2.7-statistical analysis

Each experiment was performed in triplicate to ensure accuracy and reproducibility of data. SPSS Ver. 25 software was used for the comparison of Mean ± SD parameter between treated groups. Analysis of variance (ANOVA) followed by Post-Hoc statistical tests was used to identify differences between groups. The significance was contemplated as P < 0.05. Finally, the cell survival percent against concentration was drawn by GraphPad Prism 7.0 software to determine the IC50 of each recombinant protein.

3. Results

3.1-Homology modeling and docking

Among 1000 predicted models for iRGD by Modeller 9.24, the best one with minimum DOPE (Discrete Optimized Protein Energy) score of -233.67093 and molpdf of 42.24848 and maximum GA-341 of 0.66843 was selected for molecular docking with beta 3 subunit of receptor. For β3 receptor, on the other hand, these parameters were reported as -44668.96094 for DOPE score, 5939.67969 for molpdf, and 0.29372 for GA-341. Interaction of DFF40-iRGD with β3 receptor analyzed by HADDOCK confirmed that the presence of DFF-40 next to the iRGD, does not reduce its interaction with integrin receptor. Docking results given in Table 1 demonstrate stronger interaction for DFF40-iRGD than native iRGD.

 
Table 1

HADDOCK results of molecular docking

Parameters

Beta3/DFF40-iRGD

Complex

Beta3/iRGD

Complex

HADDOCK score

-160.6 ± 7.1

-140.6 ± 9.7

Cluster size

228

38

RMSD

0.8 ± 0.5

0.5 ± 0.3

Einter a

-362

-436.1

Evdw b

-61.1 ± 4.4

-33 ± 2.2

Eelec c

-300.9 ± 60.5

-403.1 ± 21.7

Edesolv d

− 66.2 ± 9.4

48.5 ± 7.3

Erv e

268.7 ± 39.03

215.4 ± 46.42

BSA f

1978.1 ± 64.6

1324.7 ± 52.6

Z-Score

-1.4

-1.1

a Intermolecular energy: sum of the van der waals and electrostatic energies.

b Van der Waals energy

c Electrostatic energy

d Desolvation energy

e Restrain violation energy

f Total BSA: Buried surface energy

3.2-Expression and purification of DFF40 and DFF40-iRGD

SDS-PAGE analysis confirmed the expression of DFF40 and DFF40-iRGD fused to intein 1 with 66 kDa and 67 kDa bands, respectively (Fig. 1). The optimum condition for soluble expression of DFF40 was determined as 0.5 mM of IPTG, at 7 ºC for 24 hours. The best condition for soluble expression of DFF40-iRGD was found to be 0.1 mM of inducer, incubation at 7 ºC and for 24 hours. After the induction of cleavage of intein from the recombinant proteins, a band approximately at 39 and 40 kDa (corresponding to DFF40 and DFF40-iRGD, respectively), was observed (Fig. 2) proving successful purification with IMPACT system. Finally, according to the Bradford method the yield of purified soluble proteins was calculated as 477.5 and 256.76 µg per litter of bacterial culture for DFF40 and DFF40-iRGD, respectively.

3.3-MTT assay

As shown in Fig. 3a, both proteins exhibited cytotoxic effects on both MCF-7 and MDA-MB-231 cell lines in concentration and time-dependent manners.

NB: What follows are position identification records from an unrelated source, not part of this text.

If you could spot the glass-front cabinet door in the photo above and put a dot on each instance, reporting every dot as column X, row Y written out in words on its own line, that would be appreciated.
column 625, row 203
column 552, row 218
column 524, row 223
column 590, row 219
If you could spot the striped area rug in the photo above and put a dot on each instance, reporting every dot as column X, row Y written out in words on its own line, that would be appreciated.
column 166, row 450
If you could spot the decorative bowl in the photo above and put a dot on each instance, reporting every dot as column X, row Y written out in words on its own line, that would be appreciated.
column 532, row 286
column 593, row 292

A significant difference between the cytotoxicity of DFF40 and DFF40-iRGD proteins in the similar concentrations was observed for MDA-MB-231 cell line which has high expression levels of αVβ3 receptors. The highest difference in cytotoxicity was obtained at a concentration of 0.25 µg/ml for all times (P-value < 0.001). Over the time, the cytotoxic effects of both recombinant proteins increased. However, after 72 hours, difference between the cytotoxic effects of the two recombinant proteins was less than those obtained after 48 and 24 hours.

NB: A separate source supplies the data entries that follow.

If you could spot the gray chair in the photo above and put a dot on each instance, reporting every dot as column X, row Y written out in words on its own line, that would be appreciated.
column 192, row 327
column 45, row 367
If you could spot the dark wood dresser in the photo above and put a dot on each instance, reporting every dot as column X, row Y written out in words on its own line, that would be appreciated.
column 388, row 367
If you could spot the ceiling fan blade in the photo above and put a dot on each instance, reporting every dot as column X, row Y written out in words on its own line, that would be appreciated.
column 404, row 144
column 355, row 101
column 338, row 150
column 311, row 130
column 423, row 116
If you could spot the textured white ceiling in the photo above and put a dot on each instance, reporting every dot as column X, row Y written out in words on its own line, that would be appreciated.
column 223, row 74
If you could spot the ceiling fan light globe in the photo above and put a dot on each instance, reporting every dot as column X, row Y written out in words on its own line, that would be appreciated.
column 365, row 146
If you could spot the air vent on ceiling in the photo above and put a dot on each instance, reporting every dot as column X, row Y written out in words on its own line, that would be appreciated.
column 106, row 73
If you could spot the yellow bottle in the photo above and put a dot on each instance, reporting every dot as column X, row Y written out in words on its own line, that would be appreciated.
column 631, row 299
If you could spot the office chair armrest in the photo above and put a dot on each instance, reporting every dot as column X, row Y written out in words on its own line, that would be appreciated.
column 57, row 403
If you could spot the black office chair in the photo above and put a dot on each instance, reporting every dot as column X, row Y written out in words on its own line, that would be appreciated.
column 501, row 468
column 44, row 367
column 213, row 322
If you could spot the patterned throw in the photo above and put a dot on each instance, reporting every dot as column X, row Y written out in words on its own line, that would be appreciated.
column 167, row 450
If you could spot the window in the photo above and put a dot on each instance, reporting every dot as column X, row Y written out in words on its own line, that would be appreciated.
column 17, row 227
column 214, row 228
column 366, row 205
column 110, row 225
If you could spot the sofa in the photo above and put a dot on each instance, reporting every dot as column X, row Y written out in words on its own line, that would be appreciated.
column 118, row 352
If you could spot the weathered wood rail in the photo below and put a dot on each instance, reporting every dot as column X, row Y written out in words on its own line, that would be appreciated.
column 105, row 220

Results of MTT assay for MCF-7 cell line showed that the cytotoxic effects of two recombinant proteins were enhanced by increasing the concentration.

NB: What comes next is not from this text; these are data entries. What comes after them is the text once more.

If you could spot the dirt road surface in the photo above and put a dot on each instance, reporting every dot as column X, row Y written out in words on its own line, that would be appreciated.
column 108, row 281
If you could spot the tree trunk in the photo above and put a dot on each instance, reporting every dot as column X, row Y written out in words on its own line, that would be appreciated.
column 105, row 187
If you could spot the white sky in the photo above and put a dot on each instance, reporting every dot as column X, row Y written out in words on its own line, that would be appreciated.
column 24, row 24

After 24 hours, a significant difference in cytotoxicity was observed between the two recombinant proteins, at concentration equal or greater than 1 µg/ml. After 48 hours of treatment, a significant difference was observed between the cell survival of two recombinant proteins at concentrations of 2 and 4 µg/ml. Finally, in 72-hour treatments, statistical evaluation of the results showed that there was a significant difference between the cytotoxic effects of these two proteins at concentrations of 1 µg/ml and above (Fig. 3b).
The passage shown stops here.